1. A learning device comprising:

a memory storing instructions; and

one or more processors configured to execute the instructions to:

accept input of an extended objective function, in which each term indicative of a score of each classification result in an objective function of classification analysis is multiplied by a bias parameter as a parameter indicative of a degree of bias of the score of each classification result concerned;

optimize a logistic regression weight in the extended objective function; and

estimate the bias parameter by inverse reinforcement learning using the extended objective function of logistic regression to which the optimized weight is set.

2. The learning device according to claim 1, wherein the processor is configured to execute the instructions to accept input of an extended objective function, in which a term to calculate a score based on a first classification result and a term to calculate a score based on a second classification result in an objective function of binary classification analysis as the extended objective function are multiplied by bias parameters, respectively.

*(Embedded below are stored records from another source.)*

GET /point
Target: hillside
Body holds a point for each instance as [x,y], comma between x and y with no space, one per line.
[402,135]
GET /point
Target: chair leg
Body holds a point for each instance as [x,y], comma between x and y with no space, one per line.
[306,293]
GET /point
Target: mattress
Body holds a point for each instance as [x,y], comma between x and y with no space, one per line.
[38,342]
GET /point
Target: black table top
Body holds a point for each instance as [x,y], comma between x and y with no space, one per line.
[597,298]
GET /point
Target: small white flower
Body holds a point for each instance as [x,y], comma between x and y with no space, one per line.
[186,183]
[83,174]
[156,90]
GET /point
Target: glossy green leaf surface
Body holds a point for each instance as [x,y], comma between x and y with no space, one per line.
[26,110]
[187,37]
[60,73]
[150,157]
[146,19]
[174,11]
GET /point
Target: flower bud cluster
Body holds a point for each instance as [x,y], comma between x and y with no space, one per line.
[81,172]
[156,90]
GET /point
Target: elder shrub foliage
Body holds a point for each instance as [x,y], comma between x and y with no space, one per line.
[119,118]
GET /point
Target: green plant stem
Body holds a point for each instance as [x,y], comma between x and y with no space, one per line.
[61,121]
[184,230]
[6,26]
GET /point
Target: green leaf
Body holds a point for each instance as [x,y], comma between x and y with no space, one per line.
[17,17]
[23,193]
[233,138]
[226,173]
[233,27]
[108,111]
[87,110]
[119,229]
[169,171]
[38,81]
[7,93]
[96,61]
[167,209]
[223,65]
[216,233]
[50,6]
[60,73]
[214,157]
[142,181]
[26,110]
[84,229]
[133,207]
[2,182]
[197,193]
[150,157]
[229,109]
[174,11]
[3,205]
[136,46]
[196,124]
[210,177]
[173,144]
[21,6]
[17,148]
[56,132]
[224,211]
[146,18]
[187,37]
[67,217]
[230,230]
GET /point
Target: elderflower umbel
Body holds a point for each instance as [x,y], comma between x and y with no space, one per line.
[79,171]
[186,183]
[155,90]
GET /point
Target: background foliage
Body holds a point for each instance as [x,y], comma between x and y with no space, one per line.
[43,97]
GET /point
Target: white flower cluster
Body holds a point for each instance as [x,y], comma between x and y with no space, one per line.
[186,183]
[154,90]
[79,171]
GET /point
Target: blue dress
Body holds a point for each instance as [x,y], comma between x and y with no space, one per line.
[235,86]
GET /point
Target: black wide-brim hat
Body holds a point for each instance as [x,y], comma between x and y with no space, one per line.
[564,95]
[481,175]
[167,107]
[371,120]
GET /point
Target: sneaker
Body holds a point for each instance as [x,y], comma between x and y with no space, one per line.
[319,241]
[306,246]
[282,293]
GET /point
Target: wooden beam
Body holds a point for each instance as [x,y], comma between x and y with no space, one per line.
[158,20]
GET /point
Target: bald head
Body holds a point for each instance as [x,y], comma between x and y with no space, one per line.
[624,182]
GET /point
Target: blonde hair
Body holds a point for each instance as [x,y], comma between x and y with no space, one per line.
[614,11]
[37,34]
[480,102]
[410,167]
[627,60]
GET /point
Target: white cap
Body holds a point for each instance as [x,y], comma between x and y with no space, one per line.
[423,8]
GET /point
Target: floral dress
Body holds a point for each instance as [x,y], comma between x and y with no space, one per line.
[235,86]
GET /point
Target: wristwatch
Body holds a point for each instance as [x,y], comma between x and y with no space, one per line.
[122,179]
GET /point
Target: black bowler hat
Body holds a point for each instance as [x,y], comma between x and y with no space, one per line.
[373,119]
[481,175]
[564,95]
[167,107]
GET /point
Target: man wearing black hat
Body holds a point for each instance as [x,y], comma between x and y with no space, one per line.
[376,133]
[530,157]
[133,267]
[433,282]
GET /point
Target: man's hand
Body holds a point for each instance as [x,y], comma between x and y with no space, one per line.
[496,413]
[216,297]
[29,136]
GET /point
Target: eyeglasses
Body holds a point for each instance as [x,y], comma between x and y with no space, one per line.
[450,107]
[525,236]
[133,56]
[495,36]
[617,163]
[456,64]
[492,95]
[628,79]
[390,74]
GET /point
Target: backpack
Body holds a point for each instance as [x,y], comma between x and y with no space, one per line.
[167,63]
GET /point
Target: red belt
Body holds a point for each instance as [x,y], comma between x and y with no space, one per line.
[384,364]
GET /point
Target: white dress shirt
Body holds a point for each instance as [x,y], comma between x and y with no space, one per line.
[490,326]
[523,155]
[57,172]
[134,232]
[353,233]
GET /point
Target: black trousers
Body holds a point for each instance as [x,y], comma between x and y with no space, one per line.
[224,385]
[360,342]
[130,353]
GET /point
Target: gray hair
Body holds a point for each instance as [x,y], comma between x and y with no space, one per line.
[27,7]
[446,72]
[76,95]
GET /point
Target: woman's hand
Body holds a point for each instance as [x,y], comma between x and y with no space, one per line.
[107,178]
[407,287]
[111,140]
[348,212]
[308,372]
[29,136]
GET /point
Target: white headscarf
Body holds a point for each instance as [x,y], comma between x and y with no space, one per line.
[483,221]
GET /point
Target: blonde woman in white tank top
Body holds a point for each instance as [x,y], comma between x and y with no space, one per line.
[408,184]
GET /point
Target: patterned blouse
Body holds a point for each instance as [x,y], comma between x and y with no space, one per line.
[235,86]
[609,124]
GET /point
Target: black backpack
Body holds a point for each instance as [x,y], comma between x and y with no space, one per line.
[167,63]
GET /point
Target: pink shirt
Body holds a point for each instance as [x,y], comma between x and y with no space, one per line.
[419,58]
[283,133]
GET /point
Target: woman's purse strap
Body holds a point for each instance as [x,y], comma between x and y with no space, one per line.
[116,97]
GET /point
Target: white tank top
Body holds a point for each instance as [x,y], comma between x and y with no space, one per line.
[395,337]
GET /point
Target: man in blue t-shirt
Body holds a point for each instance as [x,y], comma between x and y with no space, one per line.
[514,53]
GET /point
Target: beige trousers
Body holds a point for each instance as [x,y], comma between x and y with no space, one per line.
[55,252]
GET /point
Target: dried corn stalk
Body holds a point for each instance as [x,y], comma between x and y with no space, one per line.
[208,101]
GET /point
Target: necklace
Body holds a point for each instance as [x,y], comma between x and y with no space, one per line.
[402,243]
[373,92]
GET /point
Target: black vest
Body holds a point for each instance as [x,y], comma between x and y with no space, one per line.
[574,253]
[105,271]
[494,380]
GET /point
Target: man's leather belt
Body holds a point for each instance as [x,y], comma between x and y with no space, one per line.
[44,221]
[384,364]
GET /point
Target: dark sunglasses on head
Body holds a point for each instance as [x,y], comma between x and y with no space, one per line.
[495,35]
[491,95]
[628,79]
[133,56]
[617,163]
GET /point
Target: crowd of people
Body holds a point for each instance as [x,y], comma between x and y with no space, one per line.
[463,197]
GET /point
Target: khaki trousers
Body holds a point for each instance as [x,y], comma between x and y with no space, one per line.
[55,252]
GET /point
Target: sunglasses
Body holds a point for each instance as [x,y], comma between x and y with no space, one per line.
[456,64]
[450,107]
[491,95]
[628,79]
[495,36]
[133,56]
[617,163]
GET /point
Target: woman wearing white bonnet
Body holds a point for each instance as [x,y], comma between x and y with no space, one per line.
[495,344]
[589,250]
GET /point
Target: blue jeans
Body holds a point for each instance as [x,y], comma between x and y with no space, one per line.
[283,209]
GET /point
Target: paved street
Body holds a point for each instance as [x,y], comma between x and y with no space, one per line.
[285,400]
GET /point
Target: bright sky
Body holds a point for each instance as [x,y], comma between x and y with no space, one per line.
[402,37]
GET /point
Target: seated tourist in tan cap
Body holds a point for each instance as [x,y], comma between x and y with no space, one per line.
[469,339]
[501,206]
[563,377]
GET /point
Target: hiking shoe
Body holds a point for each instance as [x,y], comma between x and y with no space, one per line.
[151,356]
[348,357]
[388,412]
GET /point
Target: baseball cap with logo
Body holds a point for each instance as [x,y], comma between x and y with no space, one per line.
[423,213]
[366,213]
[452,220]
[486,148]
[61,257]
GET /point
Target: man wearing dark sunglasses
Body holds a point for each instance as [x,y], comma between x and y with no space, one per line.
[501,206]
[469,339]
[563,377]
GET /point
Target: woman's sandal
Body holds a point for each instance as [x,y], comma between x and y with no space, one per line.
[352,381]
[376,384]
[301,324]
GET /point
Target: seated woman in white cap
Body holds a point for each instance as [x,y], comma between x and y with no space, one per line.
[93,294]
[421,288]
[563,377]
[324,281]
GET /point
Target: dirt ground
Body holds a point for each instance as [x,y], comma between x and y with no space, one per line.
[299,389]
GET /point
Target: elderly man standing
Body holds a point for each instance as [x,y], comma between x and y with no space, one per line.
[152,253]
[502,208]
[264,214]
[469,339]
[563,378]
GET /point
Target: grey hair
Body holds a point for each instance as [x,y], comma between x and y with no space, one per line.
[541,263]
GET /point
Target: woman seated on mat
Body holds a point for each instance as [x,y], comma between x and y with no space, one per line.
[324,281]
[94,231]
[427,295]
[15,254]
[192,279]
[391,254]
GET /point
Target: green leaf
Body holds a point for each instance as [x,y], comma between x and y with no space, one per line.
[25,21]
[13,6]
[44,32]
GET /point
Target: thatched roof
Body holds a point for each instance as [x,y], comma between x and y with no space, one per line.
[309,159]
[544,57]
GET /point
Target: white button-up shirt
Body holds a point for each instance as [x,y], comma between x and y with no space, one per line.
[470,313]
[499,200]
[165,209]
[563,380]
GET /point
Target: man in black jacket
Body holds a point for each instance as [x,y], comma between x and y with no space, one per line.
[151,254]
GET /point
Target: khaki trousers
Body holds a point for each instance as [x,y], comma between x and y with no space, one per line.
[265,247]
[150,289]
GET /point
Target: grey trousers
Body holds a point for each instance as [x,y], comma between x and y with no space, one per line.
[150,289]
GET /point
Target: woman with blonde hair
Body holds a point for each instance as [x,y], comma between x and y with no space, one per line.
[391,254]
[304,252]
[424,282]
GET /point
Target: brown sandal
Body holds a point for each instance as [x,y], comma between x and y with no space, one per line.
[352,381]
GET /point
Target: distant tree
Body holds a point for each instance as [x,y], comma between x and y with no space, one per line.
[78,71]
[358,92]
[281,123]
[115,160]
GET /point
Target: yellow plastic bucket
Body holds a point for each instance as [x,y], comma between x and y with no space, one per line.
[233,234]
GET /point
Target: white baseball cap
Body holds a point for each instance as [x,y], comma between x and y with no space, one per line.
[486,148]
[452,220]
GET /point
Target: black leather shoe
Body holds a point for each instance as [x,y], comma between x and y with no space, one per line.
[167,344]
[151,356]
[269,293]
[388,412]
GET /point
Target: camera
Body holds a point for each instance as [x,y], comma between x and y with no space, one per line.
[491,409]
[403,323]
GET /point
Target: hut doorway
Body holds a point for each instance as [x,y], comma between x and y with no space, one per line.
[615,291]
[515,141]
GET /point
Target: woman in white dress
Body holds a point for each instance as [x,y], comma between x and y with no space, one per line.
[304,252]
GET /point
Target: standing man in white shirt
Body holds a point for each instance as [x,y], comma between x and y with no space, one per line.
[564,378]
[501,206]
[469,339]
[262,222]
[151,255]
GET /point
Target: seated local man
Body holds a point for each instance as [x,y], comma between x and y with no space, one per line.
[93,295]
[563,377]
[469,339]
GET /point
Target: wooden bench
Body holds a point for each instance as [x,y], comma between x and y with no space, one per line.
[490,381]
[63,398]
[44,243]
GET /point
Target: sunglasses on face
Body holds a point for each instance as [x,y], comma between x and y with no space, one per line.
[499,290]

3. The learning device according to claim 1, wherein the processor is configured to execute the instructions to accept input of an extended objective function, in which each term indicative of a score of each classification result in a cross entropy loss function as the extended objective function is multiplied by a bias parameter.

4. The learning device according to claim 1, wherein the processor is configured to execute the instructions to update the logistic regression weight in the extended objective function by a gradient descent method using a partial derivative of the logistic regression weight to optimize the logistic regression weight.

5. The learning device according to claim 1, wherein the processor is configured to execute the instructions to estimate a decision-making content from decision-making history data, and estimate bias parameters by inverse reinforcement learning to bring the estimated decision-making content close to the decision-making history data.

6. A learning method comprising:

causing a computer to accept input of an extended objective function, in which each term indicative of a score of each classification result in an objective function of classification analysis is multiplied by a bias parameter as a parameter indicative of a degree of bias of the score of each classification result concerned;

causing the computer to optimize a logistic regression weight in the extended objective function; and

causing the computer to estimate the bias parameter by inverse reinforcement learning using the extended objective function of logistic regression to which the optimized weight is set.

7. The learning method according to claim 6, wherein the computer accepts input of an extended objective function, in which a term to calculate a score based on a first classification result and a term to calculate a score based on a second classification result in an objective function of binary classification analysis as the extended objective function are multiplied by bias parameters, respectively.

8. A non-transitory computer readable information recording medium storing a learning program for causing a computer to execute:

input processing to accept input of an extended objective function, in which each term indicative of a score of each classification result in an objective function of classification analysis is multiplied by a bias parameter as a parameter indicative of a degree of bias of the score of each classification result concerned;

optimization processing to optimize a logistic regression weight in the extended objective function; and

estimation processing to estimate the bias parameter by inverse reinforcement learning using the extended objective function of logistic regression to which the optimized weight is set.

9. The non-transitory computer readable information recording medium according to claim 8, which stores a learning program for further causing the computer in the input processing to accept input of an extended objective function, in which a term to calculate a score based on a first classification result and a term to calculate a score based on a second classification result in an objective function of binary classification analysis as the extended objective function are multiplied by bias parameters, respectively.